What will AACS (Advanced Access Content System) do next? Will it succeed?

At the moment, they appear to be in a lot of trouble. While they do periodically update player keys, the time between updates is much too long (6 months) and software players get hacked again too quickly. The deck is stacked against them for speeding up the update process since it requires them to identify a hack, notify the vendor, wait for the vendor to issue a patch and roll it out, then later release discs that revoke the old keys. On the latter, it's very difficult to hide keys in a PC software player and attackers can target the weakest one. Given that several updates have been hacked before the new discs were released, it seems they aren't going to win this battle.

They do have two tools they haven't deployed yet. The first is called sequence keys. This allows a disc author to segment the video and encrypt slight variants of each scene, encrypted under different keys. This would allow them to rip a disc using a particular tool (or find the video on P2P) and identify which model of player was used by which variants appeared in the output. However, I think it's unlikely this will ever be used since it complicates authoring significantly and only helps in identifying the player keys to revoke. This is only the first phase of the long process I described above and won't speed up the other steps.

The other is to go after the online server itself. Currently, only Slysoft has hacked AACS, and they are hiding the player keys they are using by putting them on a server. Other ripping software authors were copying those keys from them, so they decided to stop providing them in the app itself. This also makes it harder for AACS to identify which player keys need to be revoked. AACS could make up fake MKBs (key blocks) and send them to the Slysoft server. Depending on the decryption result, they could zero in on which keys Slysoft has. It's sort of like the game of Mastermind, where I tell you what parts of your guess are right. The downside is this also only targets the identification phase, it doesn't speed up other steps of their update process.
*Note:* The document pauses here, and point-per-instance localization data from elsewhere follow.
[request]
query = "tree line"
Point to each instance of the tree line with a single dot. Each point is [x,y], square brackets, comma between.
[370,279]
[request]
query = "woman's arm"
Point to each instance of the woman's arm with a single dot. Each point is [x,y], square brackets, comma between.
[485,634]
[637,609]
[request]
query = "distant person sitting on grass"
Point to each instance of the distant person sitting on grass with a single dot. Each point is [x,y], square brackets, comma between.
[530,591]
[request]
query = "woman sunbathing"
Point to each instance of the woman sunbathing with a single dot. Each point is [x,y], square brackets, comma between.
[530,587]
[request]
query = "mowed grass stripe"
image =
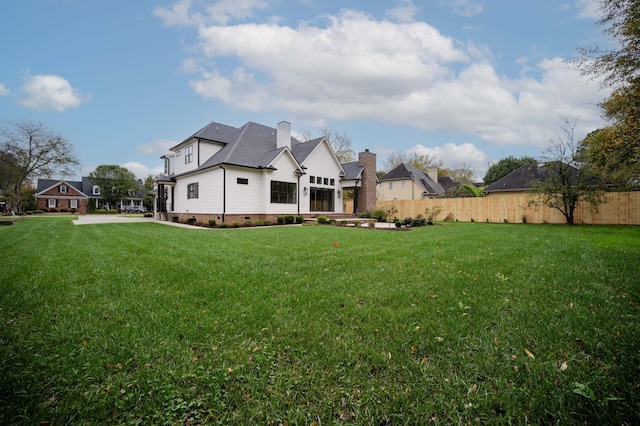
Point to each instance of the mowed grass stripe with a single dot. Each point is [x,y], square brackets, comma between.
[455,323]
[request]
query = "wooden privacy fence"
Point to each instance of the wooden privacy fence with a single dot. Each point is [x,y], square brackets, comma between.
[620,208]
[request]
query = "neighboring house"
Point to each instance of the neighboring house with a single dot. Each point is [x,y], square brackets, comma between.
[256,172]
[406,182]
[68,195]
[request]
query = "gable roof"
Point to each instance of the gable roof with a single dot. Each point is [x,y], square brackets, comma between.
[251,145]
[407,171]
[84,186]
[45,184]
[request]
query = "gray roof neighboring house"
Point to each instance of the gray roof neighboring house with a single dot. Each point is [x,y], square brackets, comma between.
[518,180]
[407,171]
[252,145]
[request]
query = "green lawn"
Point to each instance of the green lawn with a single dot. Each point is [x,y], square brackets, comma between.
[448,324]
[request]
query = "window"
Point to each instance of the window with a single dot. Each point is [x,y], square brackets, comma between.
[192,190]
[283,192]
[322,200]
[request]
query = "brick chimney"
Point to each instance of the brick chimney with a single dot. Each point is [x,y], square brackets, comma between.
[284,135]
[367,191]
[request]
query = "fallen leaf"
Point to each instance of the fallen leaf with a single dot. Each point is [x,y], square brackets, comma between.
[50,401]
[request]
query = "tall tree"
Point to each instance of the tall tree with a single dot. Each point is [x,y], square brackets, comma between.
[30,151]
[415,159]
[620,67]
[504,167]
[565,179]
[115,182]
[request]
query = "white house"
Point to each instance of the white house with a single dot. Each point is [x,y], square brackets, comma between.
[253,172]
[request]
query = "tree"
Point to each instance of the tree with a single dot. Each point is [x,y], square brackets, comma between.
[565,179]
[618,151]
[115,183]
[415,159]
[30,151]
[504,167]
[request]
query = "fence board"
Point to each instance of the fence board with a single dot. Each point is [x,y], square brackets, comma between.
[620,208]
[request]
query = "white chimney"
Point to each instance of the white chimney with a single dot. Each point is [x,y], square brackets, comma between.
[284,134]
[432,172]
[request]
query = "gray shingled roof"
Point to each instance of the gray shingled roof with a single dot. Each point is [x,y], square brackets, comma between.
[353,171]
[518,180]
[252,145]
[407,171]
[44,184]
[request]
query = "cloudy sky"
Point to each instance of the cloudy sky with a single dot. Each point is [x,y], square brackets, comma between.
[467,81]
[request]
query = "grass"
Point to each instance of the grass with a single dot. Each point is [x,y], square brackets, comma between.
[457,324]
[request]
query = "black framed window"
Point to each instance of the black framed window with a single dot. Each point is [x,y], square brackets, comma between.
[284,192]
[322,200]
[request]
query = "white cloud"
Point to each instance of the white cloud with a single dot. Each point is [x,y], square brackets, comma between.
[588,9]
[466,8]
[51,92]
[221,12]
[407,74]
[405,12]
[455,156]
[157,147]
[141,171]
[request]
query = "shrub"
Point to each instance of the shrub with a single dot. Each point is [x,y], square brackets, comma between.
[433,212]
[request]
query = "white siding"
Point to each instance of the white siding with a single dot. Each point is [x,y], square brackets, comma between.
[208,150]
[321,163]
[209,193]
[243,198]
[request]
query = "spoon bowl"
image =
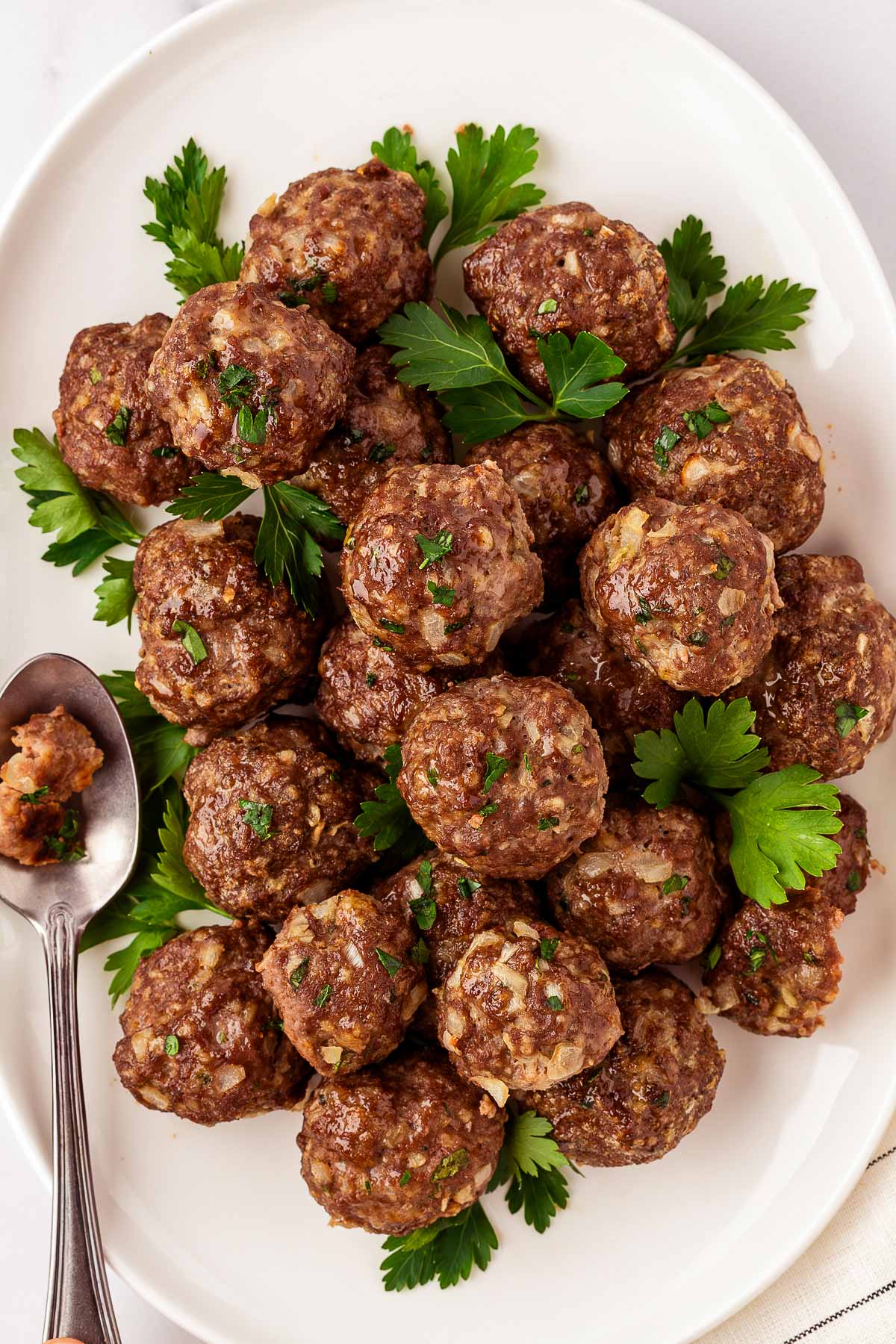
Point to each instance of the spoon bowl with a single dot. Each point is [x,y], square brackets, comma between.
[58,900]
It will be interesting if they come up with something else. As things stand, it looks like AACS is becoming irrelevant if they don't come up with fundamental changes to their update process.
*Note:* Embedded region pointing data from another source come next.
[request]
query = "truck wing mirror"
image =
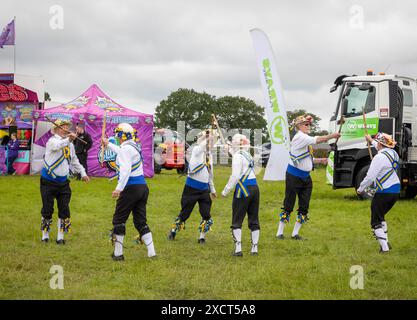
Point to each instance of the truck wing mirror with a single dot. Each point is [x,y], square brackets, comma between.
[365,87]
[344,106]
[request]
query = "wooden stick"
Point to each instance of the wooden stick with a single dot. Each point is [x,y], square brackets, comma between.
[342,121]
[214,119]
[103,134]
[66,131]
[366,133]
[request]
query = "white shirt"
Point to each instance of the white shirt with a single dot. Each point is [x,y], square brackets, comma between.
[240,165]
[380,165]
[127,155]
[54,149]
[198,156]
[299,145]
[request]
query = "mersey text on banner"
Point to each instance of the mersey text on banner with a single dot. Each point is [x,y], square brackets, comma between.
[274,106]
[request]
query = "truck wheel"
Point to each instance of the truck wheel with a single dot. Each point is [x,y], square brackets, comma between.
[157,168]
[359,178]
[410,192]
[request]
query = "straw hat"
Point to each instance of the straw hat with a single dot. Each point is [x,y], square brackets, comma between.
[385,139]
[302,119]
[125,131]
[61,122]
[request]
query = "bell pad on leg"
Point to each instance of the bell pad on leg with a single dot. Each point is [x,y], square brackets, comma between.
[46,224]
[65,225]
[205,225]
[178,224]
[285,216]
[302,218]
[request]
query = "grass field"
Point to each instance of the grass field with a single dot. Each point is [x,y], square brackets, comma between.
[338,237]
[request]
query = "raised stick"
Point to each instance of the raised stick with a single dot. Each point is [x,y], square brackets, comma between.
[66,131]
[366,133]
[103,134]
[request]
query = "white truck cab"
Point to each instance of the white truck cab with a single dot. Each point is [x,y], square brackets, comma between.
[388,103]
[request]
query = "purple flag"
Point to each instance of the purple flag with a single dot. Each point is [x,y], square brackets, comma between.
[7,36]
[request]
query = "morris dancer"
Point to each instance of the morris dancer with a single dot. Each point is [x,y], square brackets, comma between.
[297,179]
[246,197]
[59,156]
[131,191]
[382,171]
[199,186]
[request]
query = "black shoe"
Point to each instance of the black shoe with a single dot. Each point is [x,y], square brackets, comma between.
[171,236]
[237,254]
[382,251]
[118,258]
[297,237]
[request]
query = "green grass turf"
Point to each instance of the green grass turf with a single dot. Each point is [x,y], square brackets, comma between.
[338,235]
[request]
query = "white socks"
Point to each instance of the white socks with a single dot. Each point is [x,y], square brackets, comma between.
[297,228]
[60,235]
[45,235]
[255,240]
[280,228]
[385,228]
[380,234]
[147,240]
[237,235]
[118,245]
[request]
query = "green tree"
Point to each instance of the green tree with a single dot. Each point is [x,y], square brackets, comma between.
[47,97]
[240,113]
[194,108]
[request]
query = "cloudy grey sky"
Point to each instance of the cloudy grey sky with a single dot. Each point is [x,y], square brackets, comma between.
[140,51]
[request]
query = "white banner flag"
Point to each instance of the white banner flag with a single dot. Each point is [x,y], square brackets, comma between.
[275,107]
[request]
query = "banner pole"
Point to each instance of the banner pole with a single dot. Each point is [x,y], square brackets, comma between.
[14,48]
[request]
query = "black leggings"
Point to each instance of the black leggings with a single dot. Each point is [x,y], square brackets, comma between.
[50,191]
[190,196]
[296,186]
[132,199]
[248,205]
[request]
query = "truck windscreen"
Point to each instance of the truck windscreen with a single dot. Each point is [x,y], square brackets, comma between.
[359,99]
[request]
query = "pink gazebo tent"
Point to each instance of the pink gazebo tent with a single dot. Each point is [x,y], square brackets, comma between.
[89,108]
A lot of millions have been paid by media companies to develop DRM systems, but generally it's just a matter of time before they get bypassed. I am wondering if you think that this happens because these systems were not well designed, or we can't really design an unbreakable DRM system?

It's a matter of incentive. People who make players have the opposite incentive -- do as little as possible since free content sells more players. To put it more generously, they don't get any of the revenue from a studio that sells more copies if there is less piracy, and they usually have to bear all the cost of adding protection. Why should they care?
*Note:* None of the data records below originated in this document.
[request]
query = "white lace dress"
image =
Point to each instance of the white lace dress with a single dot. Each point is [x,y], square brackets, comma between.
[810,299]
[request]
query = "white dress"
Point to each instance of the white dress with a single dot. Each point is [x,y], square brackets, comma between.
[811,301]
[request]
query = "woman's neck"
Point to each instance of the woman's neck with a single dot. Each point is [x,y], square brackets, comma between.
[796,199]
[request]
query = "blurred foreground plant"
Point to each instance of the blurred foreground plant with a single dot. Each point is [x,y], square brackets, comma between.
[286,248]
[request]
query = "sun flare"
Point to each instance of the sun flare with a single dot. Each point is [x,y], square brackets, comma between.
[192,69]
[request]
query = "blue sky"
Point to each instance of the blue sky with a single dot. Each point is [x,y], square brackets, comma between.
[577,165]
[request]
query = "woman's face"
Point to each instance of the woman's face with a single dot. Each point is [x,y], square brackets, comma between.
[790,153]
When we designed BD+, our goal was to let studios spend the money developing the security on a per-disc basis. All the player manufacturers had to do was provide a simple, compatible VM environment. That way if a studio cares more about protecting a particular title, they can put more effort behind its software protection. They are in the best position to measure if the DRM impacts their sales and decide how much to spend on it in the future.

That's the exciting thing for me about BD+. It's really the first time these principles have been brought into play in the mass market. It's an opportunity to prove if common memes about DRM are true or not. How much more money does a title make if it's not available on pirate networks for a few months after release? That's a question you can't ask with DVD since there is no example to use.

This year should be very interesting.